При виде села ямщик тронул вожжами, дико вскрикнул, и лошади рванулись, чуя близкий отдых.
— Соколики, грабят!
Лошади узнали привычный окрик ямщиков того времени, когда на больших дорогах действительно грабили, и понеслись как бешеные.
— Не выдай, соколики! Режут! Унесите душеньку!
Спутники поняли, что близко была станция, расстанный их пункт, и у обоих сжалось сердце.
— Вот уж скоро нам и прощаться, — нерешительно проговорил Вульф, — не будем думать о том, что мы расстаемся, милая, а будем о том загадывать, как мы опять свидимся.
Ляпунова молчала, только по щекам ее тихо текли слезы.
— Не плачь, Маша, — уговаривал он ее, — а то мне горько будет о тебе вспоминать… Не плачь, милая! Мне бы хотелось, когда уж я не буду видеть тебя, думать, что моя Marie ждет своего Теодора веселенькая, радостная… Помни и помяни мое слово, что мы еще возьмем свое…
Ока принужденно улыбнулась и утерла слезы.
— Да и неловко плакать при чужих, — прибавил он.
— Хорошо, хорошо, мой дорогой.
Они говорили вообще так тихо, что ямщик ничего не мог понять, да он и не интересовался тем, о чем господа говорят, тем больше что почти весь разговор их перемешан был французским языком, которым и Вульф и Ляпунова владели отлично. Ямщика гораздо более занимала мысль, сколько ему дадут на водку, а потому при виде станции он из кожи лез, чтобы угодить господам.

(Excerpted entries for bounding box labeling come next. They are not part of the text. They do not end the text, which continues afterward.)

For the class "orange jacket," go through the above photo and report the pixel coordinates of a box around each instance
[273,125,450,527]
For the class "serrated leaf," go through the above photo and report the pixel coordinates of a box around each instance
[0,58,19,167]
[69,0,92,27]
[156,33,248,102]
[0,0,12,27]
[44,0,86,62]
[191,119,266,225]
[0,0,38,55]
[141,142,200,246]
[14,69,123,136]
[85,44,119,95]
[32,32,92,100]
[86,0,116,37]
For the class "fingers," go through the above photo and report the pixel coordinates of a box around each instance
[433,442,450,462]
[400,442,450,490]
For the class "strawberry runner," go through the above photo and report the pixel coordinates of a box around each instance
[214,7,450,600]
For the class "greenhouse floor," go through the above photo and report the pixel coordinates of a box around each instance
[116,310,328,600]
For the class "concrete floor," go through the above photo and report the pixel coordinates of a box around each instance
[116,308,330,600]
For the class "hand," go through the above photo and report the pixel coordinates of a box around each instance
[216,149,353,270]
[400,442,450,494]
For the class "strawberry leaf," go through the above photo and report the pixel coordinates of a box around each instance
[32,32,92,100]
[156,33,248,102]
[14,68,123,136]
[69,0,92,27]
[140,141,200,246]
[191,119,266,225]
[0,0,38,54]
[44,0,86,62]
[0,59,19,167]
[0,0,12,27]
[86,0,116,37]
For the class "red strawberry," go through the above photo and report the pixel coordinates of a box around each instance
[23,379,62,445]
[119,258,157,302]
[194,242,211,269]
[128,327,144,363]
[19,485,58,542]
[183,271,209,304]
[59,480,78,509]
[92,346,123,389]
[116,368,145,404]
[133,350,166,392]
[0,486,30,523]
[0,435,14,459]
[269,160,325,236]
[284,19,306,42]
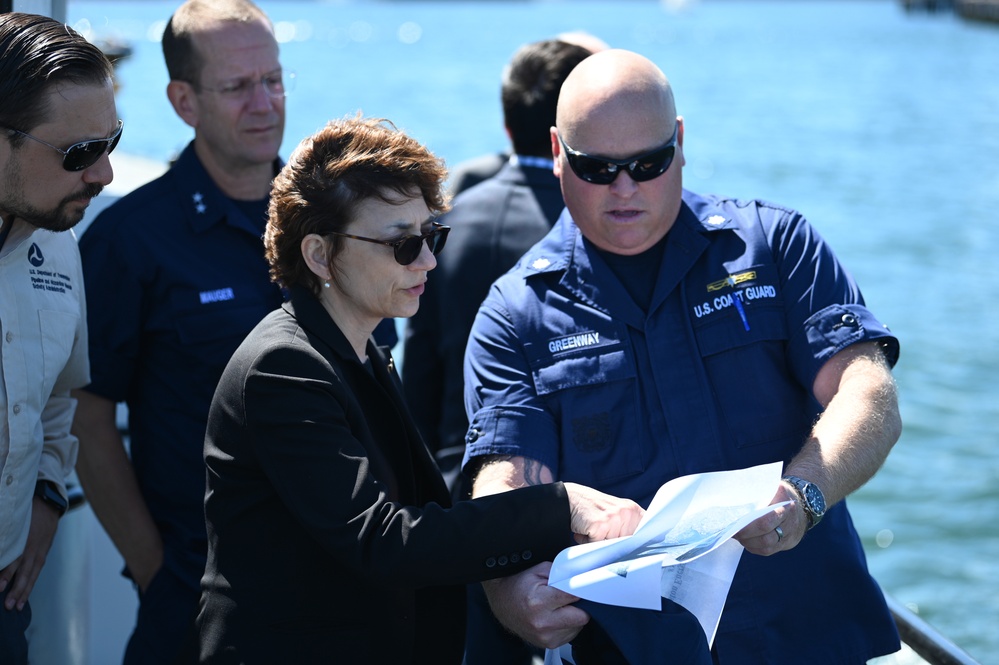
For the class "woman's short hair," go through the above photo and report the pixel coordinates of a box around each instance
[264,115,449,293]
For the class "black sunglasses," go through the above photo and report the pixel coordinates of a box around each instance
[327,222,451,266]
[6,120,124,171]
[558,123,680,185]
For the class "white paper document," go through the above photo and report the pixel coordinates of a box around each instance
[548,462,786,644]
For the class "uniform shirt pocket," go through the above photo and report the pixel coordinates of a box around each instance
[528,343,645,487]
[694,267,815,454]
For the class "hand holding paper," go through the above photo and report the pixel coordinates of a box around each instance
[548,462,786,640]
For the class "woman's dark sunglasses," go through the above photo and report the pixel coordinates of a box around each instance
[328,222,451,266]
[558,123,680,185]
[6,120,124,171]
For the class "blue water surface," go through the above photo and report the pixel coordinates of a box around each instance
[69,0,999,663]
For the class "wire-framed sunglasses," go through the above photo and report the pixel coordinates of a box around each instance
[558,123,680,185]
[4,120,124,171]
[327,222,451,266]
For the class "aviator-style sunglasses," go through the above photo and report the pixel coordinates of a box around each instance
[558,123,680,185]
[327,222,451,266]
[4,120,124,171]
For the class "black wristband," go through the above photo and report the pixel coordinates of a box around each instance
[35,480,69,517]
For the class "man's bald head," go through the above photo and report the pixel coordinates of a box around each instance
[551,50,684,256]
[556,49,677,145]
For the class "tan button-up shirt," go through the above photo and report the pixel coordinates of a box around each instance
[0,221,90,569]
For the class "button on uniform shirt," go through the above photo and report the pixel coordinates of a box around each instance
[0,222,90,568]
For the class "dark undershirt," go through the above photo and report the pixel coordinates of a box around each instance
[587,234,668,312]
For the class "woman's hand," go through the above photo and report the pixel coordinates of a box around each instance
[565,483,645,543]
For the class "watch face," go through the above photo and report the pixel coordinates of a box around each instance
[805,483,826,517]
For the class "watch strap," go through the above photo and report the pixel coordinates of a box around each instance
[35,480,69,517]
[781,476,825,529]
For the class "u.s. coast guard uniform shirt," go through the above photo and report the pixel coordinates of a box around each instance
[80,143,282,588]
[465,191,898,665]
[0,222,89,569]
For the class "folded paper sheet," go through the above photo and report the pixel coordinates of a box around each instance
[548,462,786,644]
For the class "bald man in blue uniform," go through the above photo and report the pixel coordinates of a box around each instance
[465,51,901,665]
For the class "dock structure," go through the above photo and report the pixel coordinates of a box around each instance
[954,0,999,24]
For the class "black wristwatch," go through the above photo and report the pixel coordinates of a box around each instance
[782,476,826,529]
[35,480,69,517]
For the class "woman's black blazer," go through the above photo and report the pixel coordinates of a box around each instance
[198,289,570,664]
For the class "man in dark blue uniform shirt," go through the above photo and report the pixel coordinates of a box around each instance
[465,51,901,665]
[74,0,285,664]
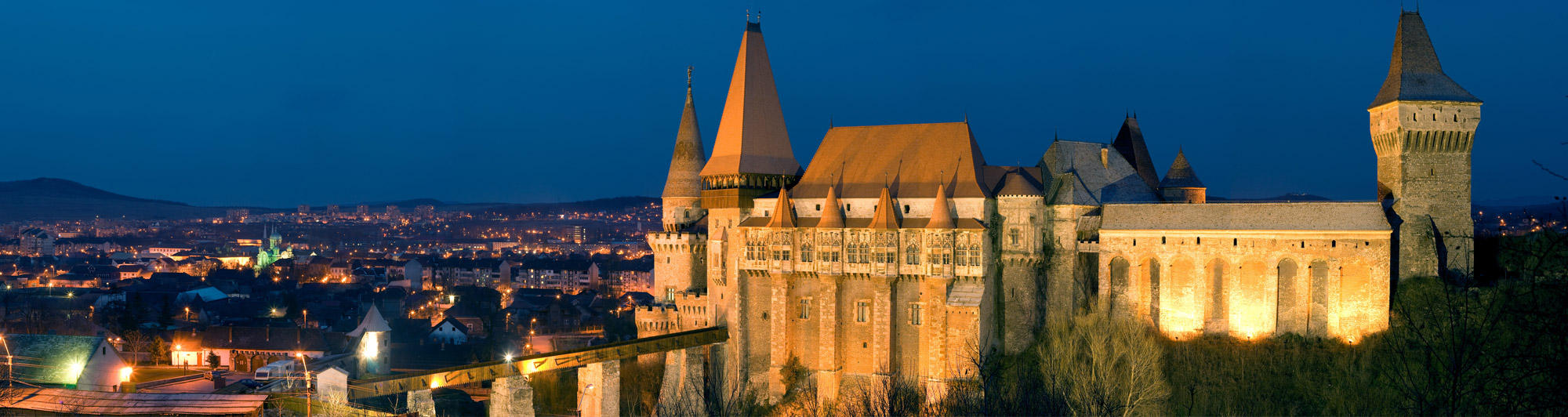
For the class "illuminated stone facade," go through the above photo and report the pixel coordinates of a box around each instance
[637,10,1479,400]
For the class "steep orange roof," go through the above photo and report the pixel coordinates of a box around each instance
[702,22,800,176]
[768,188,795,227]
[793,122,989,198]
[663,81,707,198]
[925,183,953,229]
[866,187,898,229]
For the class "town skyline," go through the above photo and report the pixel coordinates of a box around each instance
[0,2,1568,207]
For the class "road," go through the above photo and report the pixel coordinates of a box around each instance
[140,373,256,393]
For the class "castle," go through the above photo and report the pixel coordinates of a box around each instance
[637,13,1482,398]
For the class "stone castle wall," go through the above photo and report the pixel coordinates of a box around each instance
[1099,230,1391,342]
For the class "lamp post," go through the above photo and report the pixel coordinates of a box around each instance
[0,334,16,387]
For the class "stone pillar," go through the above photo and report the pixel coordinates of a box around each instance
[659,346,707,415]
[489,375,533,417]
[408,389,436,417]
[577,361,621,417]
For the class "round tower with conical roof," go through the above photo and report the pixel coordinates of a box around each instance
[1160,149,1209,204]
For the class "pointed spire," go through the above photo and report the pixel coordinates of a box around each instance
[1367,11,1480,108]
[768,188,795,227]
[867,185,898,229]
[817,185,844,229]
[348,304,392,337]
[1110,113,1160,188]
[663,71,707,198]
[702,13,801,176]
[1160,149,1204,188]
[925,183,955,229]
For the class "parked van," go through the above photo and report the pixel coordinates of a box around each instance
[254,361,295,383]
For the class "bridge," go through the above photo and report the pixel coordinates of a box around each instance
[328,328,729,417]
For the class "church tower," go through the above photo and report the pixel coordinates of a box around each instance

— Эй, соколики, живей, чтобы барин был добрый, чтоб на водку не жалел, ямщик-де соколом летел… Эх вы!
Лошади рванули еще и еще, и возок быстро подлетел к станционному двору.
Фон Вульф и Ляпунова вышли из экипажа и направились на крыльцо станционного дома. К ним подошел сопровождавший их квартальный.
— Долго, господин барон, вы намерены оставаться здесь на станции? — спросил он.
— Нет, только пока заложат лошадей.
— Так приказывать запрягать?
— Прикажите, пожалуйста… Только в задний возок обратных до Москвы.
— А их превосходительство не поедут дальше?
— Нет.
— Слушаю-с.
Ляпунова и не заметила, как заложили лошадей. Она слишком поглощена была своим горем, чтобы думать об этом. Но когда прописана была подорожная фон Вульфа и когда она услыхала, как зловеще на дворе зазвякали колокольчики, встряхиваемые нетерпеливыми конями, сердце ее упало. Она бросилась на шею своему возлюбленному, да так и застыла. С трудом удалось ему вновь одеть и закутать ее.